Как бы там ни было, обзор действий подразделений «Бранденбурга» летом 1941 года в СССР позволяет сделать следующие выводы по всей теме данной работы.
1. После 22 июня 1941 года на Восточном фронте в составе ударных войсковых группировок всех трех атаковавших СССР групп армий вермахта — «Север», «Центр» и «Юг» — действовало 8 рот «Бранденбурга», т. е. 1600–1800 человек. Специфика их боевого применения, нацеленного на первом этапе войны на захват и удержание стратегически важных дорожных объектов, делает сомнительными истории о якобы широком использовании «бранденбуржцев» в советских тылах для выведения из строя линий связи, совершения терактов против должностных лиц РККА, НКВД и НКГБ, региональных партийных и хозяйственных руководителей, провоцирования саботажа и паники на прифронтовых магистралях и т. п.
2. Анализ реальных диверсионных операций с участием «бранденбуржцев» дает основания полагать, что, нередко используя советскую военную униформу и соответствовавшие документы, преобладавшие среди «бранденбуржцев» этнические немцы в большинстве своем не бы ли знатоками русского языка и не проводили в советском тылу сколько-нибудь массовых и действенных разведывательных акций, действуя в составе штатных подразделений «Бранденбурга». Это не исключает вероятности того, что в первые месяцы войны «бранденбуржцы» прикомандировывались для силовой поддержки разведкоманд и «айнзатцгрупп», подчинявшихся фронтовым разведывательным и контрразведывательным штабам абвера «Валли-I» и «Валли-III».
3. История украинского батальона «Нахтигаль» и эстонской группы «Эрна» свидетельствует о том, что в первый период войны «бранденбуржцы» использовались как инструкторы и офицеры связи не только в ходе подготовки, но и боевого применения национальных коллаборационистских формирований, которые и тогда, и впоследствии выполняли с учетом своих реальных возможностей широкий спектр задач (от разведывательно-диверсионных до карательных), прямо поставленных немецким командованием либо санкционированных им. Представляется, что именно эти национальные формирования совершали летом 1941 года большинство несложных по исполнению и локальных по масштабам диверсионных акций в тылах Красной Армии, упоминаниями о которых изобилуют как мемуары военачальников и рядовых солдат, так и опубликованные документы советских органов НКВД — НКГБ, пограничных и внутренних войск.

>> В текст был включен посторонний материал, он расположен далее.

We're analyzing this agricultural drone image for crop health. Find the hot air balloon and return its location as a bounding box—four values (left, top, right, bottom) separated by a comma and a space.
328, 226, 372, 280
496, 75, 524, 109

…Следуя древней мудрости, согласно которой «все кошки ночью серы», диверсантов «Бранденбурга» образца лета 1941 года можно уподобить «черным кошкам», неотличимым в темноте от своих собратьев иных окрасов, которых, уже по другой пословице, очень трудно искать в темной комнате. Особенно если их там никогда и не было…
И. Старинов
Взрывы в Харькове
Наступало бабье лето. И под осенним солнцем Вяземские поля и перелески впрямь пестрели женскими косыночками и кофтами. Можно было в обеденный или предвечерний час и песню девичью услышать. Но редко. Очень редко. Не до песен было собранным на рытье окопов, эскарпов и контрэскарпов девчатам и солдатским женам.
Я провел под Вязьмой три дня. И оглянуться некогда было. Вдруг вызывают в штаб фронта: «Немедленно выезжайте в Москву». Приказ есть приказ. Я не мог даже попрощаться с товарищами-минерами. Вскоре пикап Шлегера уже вырвался на московское шоссе. «Зачем вызывают? — думал я — Нагоняй или новое задание?» Ничего радостного я не ждал. Осень сорок первого года не принесла радостей.
К исходу 27 сентября мы были в столице. Промелькнули Бородинский мост, тесная Смоленская площадь, Арбат, зазеленела листва Гоголевского бульвара. Вот и знакомые желтые стены второго дома Наркомата обороны. Смахнув пыль с сапог, одернув измятую гимнастерку, поднимаюсь прохладными лестничными маршами в привычно темноватый коридор. До чего же прочно и неизменно все в этом здании!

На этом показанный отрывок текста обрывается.